Perhaps this story in Scientific American, Can Suburbs Be Designed to Do Away with the Car?, is a good example of this. According to the post, a community was built to promote walking and transit. For some reason, it appears transit was not installed prior to settlement of the city. And when the government moved in to place the transit, people fought it. They'd rather drive their car.
So if we really want to find a viable solution to grid lock and a replacement for the car, we have to understand and accept basic human behavior whether we agree with it or not. And we need to ask, why is it that people would rather drive their own vehicle and suffer through traffic jams than take mass transit? I think the answer will be it's because the average person really doesn't want to spend that much time on a regular basis in a crowded environment with strangers. I saw an example of this on the Metra line that runs through our community – they now have "quiet cars" where people are not allowed to talk at all. This is their solution to offering an environment that makes it easier for people to ignore each other.
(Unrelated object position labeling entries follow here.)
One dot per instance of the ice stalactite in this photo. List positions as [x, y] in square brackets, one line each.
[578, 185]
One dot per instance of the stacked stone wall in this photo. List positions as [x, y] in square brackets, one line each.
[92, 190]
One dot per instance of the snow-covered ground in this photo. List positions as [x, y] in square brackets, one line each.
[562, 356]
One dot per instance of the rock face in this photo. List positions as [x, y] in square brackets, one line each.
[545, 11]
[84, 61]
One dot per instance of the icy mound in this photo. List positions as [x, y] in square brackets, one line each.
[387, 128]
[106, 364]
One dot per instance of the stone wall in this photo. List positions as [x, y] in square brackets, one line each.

Buses have an interior environment that is similar to that of rail, so a BRT solution that ignores improvements to the environment within will not encourage an increase in ridership. Yes, BRTs offer a more efficient operation for the bus operator, but is this enough of a benefit if ridership remains the same? Because PRT systems have a greater potential to serve a wider range of riders and also provide a more efficient operation and produce less pollution, I believe they are the better system. And with the proper planning and infrastructure, there would be little difference between a car and a PRT other than allowing the vehicle to drive itself. Most importantly, a PRT system seems to come closest to meeting the needs and behavior of humans.